All perfect squares

It is possible two of the numbers are perfect squares. Here is an example: $\begin{cases} a=1 \\ b=1 \\ c=7 \end{cases}$

Suppose it is possible three of the numbers are perfect squares. Since $a,b,c$ are three positive integers,

$\begin{aligned} a^2+b+c & \geq (a+1)^2=a^2+2a+1 \\ \Rightarrow b+c & \geq 2a+1 \\ \ \\ b^2+a+c & \geq (b+1)^2=b^2+2b+1 \\ \Rightarrow a+c & \geq 2b+1 \\ \ \\ c^2+a+b & \geq (c+1)^2=c^2+2c+1 \\ \Rightarrow a+b & \geq 2c+1 \end{aligned}$

By adding the equations, we get: $2a+2b+2c\geq 2a+2b+2c+3$ which is a contradiction.

So the answer is $\boxed{2}$ .

It is clear that two of them can be perfect squares by taking $(a,b,c)=(1,1,2)$ .
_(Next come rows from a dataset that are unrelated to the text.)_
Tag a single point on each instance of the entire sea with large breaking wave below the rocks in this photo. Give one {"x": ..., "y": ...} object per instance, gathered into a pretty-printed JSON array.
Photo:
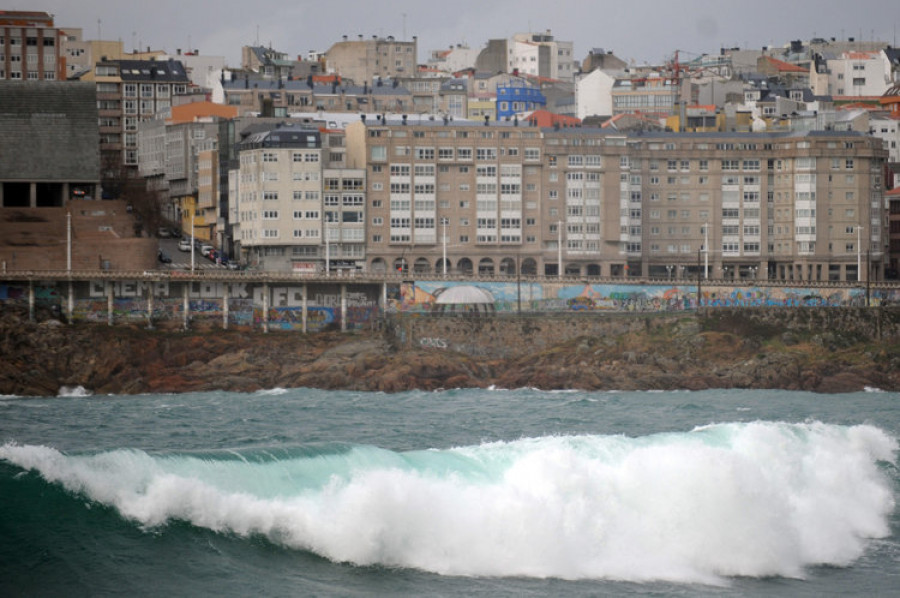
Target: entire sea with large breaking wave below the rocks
[{"x": 452, "y": 493}]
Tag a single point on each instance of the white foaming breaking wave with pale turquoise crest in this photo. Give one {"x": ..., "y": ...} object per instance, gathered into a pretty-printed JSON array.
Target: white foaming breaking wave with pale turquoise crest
[{"x": 756, "y": 499}]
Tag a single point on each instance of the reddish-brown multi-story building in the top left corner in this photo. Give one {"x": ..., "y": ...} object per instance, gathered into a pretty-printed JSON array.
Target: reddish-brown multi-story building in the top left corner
[{"x": 31, "y": 47}]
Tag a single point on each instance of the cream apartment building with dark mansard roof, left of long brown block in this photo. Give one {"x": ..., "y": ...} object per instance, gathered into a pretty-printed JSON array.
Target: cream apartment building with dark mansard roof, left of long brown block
[{"x": 292, "y": 211}]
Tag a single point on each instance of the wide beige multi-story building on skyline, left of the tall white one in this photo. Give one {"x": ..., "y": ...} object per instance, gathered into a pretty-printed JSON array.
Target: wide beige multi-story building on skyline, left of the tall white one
[{"x": 365, "y": 60}]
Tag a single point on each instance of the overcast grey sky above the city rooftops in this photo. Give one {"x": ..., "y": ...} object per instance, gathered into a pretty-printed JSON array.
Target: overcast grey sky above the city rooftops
[{"x": 639, "y": 30}]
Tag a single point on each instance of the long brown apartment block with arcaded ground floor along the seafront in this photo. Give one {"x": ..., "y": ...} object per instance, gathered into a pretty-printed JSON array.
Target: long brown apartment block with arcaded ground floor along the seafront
[{"x": 499, "y": 198}]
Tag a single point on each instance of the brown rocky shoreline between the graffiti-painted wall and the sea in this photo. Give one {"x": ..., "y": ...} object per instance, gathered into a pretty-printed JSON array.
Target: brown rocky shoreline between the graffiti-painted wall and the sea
[{"x": 40, "y": 358}]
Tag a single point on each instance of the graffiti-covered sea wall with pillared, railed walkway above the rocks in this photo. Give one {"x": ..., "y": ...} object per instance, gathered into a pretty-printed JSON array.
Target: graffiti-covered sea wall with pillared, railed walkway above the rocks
[{"x": 308, "y": 303}]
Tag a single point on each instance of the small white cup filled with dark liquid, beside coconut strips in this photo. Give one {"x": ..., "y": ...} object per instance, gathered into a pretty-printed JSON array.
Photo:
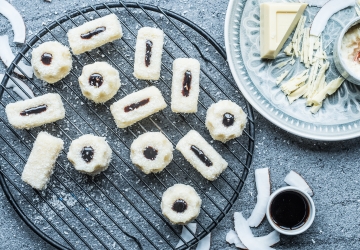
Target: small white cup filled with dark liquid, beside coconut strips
[{"x": 290, "y": 210}]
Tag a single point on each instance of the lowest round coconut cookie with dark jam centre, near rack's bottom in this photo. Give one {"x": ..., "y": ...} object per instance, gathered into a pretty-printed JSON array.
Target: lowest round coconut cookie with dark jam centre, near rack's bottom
[{"x": 180, "y": 204}]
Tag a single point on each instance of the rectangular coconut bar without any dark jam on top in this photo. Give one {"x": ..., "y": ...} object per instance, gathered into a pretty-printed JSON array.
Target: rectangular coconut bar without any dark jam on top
[{"x": 40, "y": 164}]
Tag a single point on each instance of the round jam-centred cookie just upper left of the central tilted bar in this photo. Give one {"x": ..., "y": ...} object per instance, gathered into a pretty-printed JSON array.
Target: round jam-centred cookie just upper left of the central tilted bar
[{"x": 99, "y": 82}]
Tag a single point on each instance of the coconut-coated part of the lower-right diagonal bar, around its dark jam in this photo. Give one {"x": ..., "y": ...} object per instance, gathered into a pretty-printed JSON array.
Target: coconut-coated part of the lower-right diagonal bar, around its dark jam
[{"x": 218, "y": 164}]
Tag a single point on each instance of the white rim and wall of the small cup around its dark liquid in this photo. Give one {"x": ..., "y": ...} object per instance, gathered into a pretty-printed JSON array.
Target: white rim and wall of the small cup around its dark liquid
[{"x": 308, "y": 222}]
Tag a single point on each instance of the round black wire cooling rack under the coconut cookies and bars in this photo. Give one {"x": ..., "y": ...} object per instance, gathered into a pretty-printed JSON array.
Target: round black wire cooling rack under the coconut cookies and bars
[{"x": 122, "y": 205}]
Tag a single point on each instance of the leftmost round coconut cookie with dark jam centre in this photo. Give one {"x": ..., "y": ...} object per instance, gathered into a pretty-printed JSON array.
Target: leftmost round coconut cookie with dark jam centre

Assume that there are positive integers $a,b,c$ such that all the three numbers are perfect squares. Without loss of generality, assume $a \leq b \leq c$ . Then, we must have

$c^2 < c^2+a+b \leq c^2+c+c < (c+1)^2$

This implies that the third number is bounded between two consecutive perfect squares, which is not possible to be a perfect square.

Hence, the maximum number of perfect squares among the three numbers is 2.